From 2009 – 2011, Our Bodies Ourselves honored the work of women’s health advocates worldwide by asking readers to nominate their favorite women’s health hero. View all nominees by year: 2009, 2010, 2011
Entrant: Carol Paris
Nominee: Margaret Flowers, Citizen Activist
Margaret Flowers is a Maryland pediatrician who for the past several years has devoted all of her energies to speaking out and organizing for a truly universal and comprehensive health care program, one that goes far beyond the law just enacted by Congress.
Rebelling against the daily injustices inflicted upon children and their families by a profit-driven health industry – especially the big insurance and drug companies – she left active medical practice in 2006 and resolved to work full time for a health plan that guarantees everyone the quality care they need and deserve.
Margaret has since become one of our nation’s most prominent advocates for a single-payer health program, an improved and expanded Medicare for All. Unlike the health bill that was just passed, a single-payer plan would cover everyone without exception, allow free choice of doctor and hospital, and require no co-pays or deductibles. It would also cover the full range of women’s reproductive health services.
Margaret has shown great courage and determination in pursuit of this goal, and has inspired me and countless other women (and men) by her example. She encourages others to speak out and to take action because, as she often stresses, millions of lives depend on the outcome.
A year ago, at the outset of the health care debate, she and I were among eight persons who challenged the exclusion of the single-payer model – a model that is supported by a solid majority of the U.S. people – at a key congressional hearing.

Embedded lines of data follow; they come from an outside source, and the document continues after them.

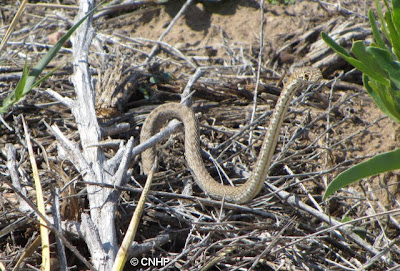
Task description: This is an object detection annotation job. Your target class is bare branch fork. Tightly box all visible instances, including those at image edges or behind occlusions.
[42,0,203,270]
[47,0,133,270]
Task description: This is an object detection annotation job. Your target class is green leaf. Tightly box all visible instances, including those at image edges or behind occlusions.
[385,11,400,59]
[375,0,389,39]
[323,149,400,200]
[392,0,400,37]
[321,32,390,86]
[368,9,387,49]
[0,4,101,114]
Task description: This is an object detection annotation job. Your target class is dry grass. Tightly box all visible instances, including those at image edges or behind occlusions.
[0,1,400,270]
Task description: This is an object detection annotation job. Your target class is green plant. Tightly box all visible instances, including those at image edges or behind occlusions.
[0,7,97,114]
[321,0,400,199]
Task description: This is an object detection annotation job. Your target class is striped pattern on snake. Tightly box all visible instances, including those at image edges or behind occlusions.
[140,67,322,204]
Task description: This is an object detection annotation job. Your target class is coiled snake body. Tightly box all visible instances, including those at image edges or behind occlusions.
[140,67,322,204]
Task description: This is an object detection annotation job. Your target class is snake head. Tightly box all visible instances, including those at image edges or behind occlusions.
[289,66,322,83]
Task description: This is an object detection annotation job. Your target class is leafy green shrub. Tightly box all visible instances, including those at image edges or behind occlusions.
[321,0,400,199]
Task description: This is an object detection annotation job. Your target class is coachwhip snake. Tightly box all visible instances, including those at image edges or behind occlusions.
[140,67,322,204]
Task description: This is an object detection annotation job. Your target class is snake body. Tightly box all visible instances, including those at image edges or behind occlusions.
[140,67,322,204]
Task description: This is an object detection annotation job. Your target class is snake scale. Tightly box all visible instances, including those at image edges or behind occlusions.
[140,67,322,204]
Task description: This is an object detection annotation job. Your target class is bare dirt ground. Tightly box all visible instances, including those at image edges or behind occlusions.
[0,0,400,270]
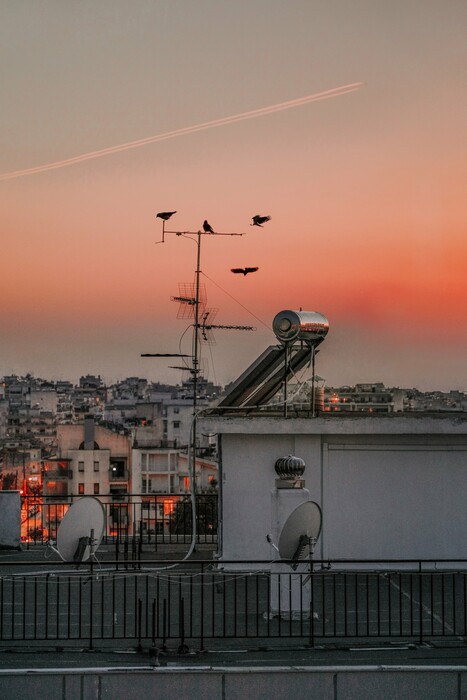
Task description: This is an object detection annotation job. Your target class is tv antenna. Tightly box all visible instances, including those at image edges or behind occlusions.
[141,211,256,482]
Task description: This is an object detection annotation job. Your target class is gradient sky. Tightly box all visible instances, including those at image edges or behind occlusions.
[0,0,467,390]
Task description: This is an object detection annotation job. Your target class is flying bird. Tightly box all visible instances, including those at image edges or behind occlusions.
[250,214,271,228]
[230,267,259,276]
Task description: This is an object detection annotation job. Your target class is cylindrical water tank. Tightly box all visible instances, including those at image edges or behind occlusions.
[272,310,329,345]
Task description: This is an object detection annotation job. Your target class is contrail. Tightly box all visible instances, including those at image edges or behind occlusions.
[0,83,363,180]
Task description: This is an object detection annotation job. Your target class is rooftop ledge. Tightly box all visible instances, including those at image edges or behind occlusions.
[198,412,467,435]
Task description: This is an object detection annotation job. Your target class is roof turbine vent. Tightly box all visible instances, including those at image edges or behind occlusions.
[274,455,305,479]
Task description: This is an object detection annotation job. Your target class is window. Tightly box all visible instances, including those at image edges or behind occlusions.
[110,459,127,479]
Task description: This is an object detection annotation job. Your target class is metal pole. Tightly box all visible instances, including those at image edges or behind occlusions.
[311,345,316,418]
[192,231,201,491]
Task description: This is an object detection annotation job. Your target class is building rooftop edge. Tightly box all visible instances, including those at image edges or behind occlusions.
[199,412,467,435]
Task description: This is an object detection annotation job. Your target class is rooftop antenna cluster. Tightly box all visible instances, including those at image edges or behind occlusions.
[141,211,271,476]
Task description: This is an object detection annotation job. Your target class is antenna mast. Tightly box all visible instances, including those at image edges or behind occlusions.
[146,212,256,487]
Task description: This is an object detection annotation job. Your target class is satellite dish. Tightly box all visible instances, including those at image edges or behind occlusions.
[56,496,105,563]
[278,501,322,569]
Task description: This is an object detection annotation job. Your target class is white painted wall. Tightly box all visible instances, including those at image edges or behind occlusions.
[203,415,467,560]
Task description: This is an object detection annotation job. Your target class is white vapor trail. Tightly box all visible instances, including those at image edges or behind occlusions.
[0,83,363,180]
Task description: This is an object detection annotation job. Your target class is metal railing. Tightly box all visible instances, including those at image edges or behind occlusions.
[0,559,467,649]
[21,493,218,551]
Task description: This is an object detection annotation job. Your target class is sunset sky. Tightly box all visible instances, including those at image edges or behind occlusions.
[0,0,467,390]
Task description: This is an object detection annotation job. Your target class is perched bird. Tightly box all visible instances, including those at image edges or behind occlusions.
[250,214,271,228]
[230,267,259,275]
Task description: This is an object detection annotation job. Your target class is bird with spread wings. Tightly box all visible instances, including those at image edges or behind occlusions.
[230,267,259,277]
[250,214,271,228]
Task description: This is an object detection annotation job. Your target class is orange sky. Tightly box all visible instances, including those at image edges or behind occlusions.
[0,0,467,389]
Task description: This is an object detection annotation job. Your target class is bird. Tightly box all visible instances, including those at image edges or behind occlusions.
[230,267,259,275]
[250,214,271,228]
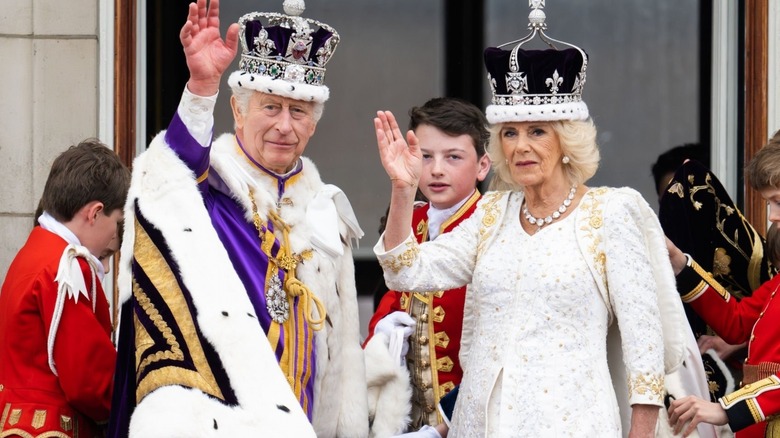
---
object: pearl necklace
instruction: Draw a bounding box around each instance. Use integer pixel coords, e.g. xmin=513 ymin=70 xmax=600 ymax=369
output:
xmin=523 ymin=184 xmax=577 ymax=231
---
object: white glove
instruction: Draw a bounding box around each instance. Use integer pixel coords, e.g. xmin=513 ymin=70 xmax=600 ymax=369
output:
xmin=394 ymin=424 xmax=441 ymax=438
xmin=374 ymin=311 xmax=416 ymax=365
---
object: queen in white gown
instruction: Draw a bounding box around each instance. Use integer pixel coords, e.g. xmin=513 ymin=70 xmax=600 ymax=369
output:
xmin=374 ymin=14 xmax=703 ymax=438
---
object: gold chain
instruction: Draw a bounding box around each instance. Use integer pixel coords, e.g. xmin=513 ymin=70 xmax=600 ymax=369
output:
xmin=249 ymin=187 xmax=326 ymax=330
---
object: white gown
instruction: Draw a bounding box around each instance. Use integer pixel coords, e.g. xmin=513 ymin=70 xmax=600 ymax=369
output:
xmin=375 ymin=189 xmax=664 ymax=438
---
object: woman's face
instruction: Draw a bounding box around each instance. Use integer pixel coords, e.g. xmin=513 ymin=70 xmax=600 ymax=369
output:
xmin=498 ymin=122 xmax=565 ymax=187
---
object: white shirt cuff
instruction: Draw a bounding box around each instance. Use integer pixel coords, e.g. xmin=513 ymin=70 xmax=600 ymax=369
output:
xmin=177 ymin=86 xmax=219 ymax=147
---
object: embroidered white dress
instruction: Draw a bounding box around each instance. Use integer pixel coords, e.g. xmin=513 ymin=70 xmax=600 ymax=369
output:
xmin=375 ymin=189 xmax=664 ymax=437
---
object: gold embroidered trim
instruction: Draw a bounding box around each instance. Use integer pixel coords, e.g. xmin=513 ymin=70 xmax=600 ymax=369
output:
xmin=0 ymin=403 xmax=11 ymax=430
xmin=433 ymin=306 xmax=447 ymax=322
xmin=414 ymin=219 xmax=428 ymax=236
xmin=628 ymin=374 xmax=664 ymax=402
xmin=439 ymin=382 xmax=455 ymax=396
xmin=60 ymin=415 xmax=73 ymax=432
xmin=680 ymin=280 xmax=709 ymax=303
xmin=30 ymin=409 xmax=46 ymax=429
xmin=132 ymin=219 xmax=224 ymax=406
xmin=686 ymin=260 xmax=731 ymax=302
xmin=580 ymin=187 xmax=612 ymax=294
xmin=720 ymin=376 xmax=780 ymax=409
xmin=379 ymin=240 xmax=420 ymax=274
xmin=477 ymin=192 xmax=508 ymax=254
xmin=436 ymin=356 xmax=455 ymax=373
xmin=439 ymin=190 xmax=481 ymax=234
xmin=764 ymin=415 xmax=780 ymax=438
xmin=433 ymin=332 xmax=450 ymax=348
xmin=8 ymin=409 xmax=22 ymax=426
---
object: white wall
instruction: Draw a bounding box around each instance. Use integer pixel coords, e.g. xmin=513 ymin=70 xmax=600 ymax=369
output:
xmin=0 ymin=0 xmax=102 ymax=281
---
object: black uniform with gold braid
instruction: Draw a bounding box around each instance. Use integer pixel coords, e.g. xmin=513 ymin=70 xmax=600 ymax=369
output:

Margaret writes: “On May 5, eight health care advocates, including myself and two other physicians, stood up to Sen. Max Baucus, D-Mont., and the Senate Finance Committee during a ‘public roundtable discussion’ with a simple question: Will you allow an advocate for a single-payer national health plan to have a seat at the table? The answer was a loud, ‘Get more police!’ And we were arrested and hauled off to jail.”
Here’s some footage of her interview with MSNBC’s Ed Schultz shortly afterward (her appearance starts at 3-minute mark) and an opinion piece that she wrote about the experience that appeared in the Baltimore Sun.
Thus began her long odyssey of speaking engagements, rallies, testimony before other congressional committees (Sen. Baucus never invited her back!), television appearances and travel from one end of the country to the other. A retrospective on how she views the past year of struggling for a truly humane health care system appears in the current issue of Tikkun magazine and in an interview on Bill Moyers Journal.
Dr. Flowers obtained her medical degree from the University of Maryland School of Medicine and did her residency at Johns Hopkins Hospital in Baltimore. She has worked as both a hospitalist in a rural setting and in private practice. In addition to her present work as congressional fellow for Physicians for a National Health Program, she is active in Healthcare-Now of Maryland and a co-founder of the state’s Conversation Coalition for Health Care Reform.
Margaret Flowers is a tireless advocate for her patients and for a humane health care system, often making great personal sacrifices to advance our common interests. She’s a women’s hero in my book and a women’s hero in the eyes of millions of Americans.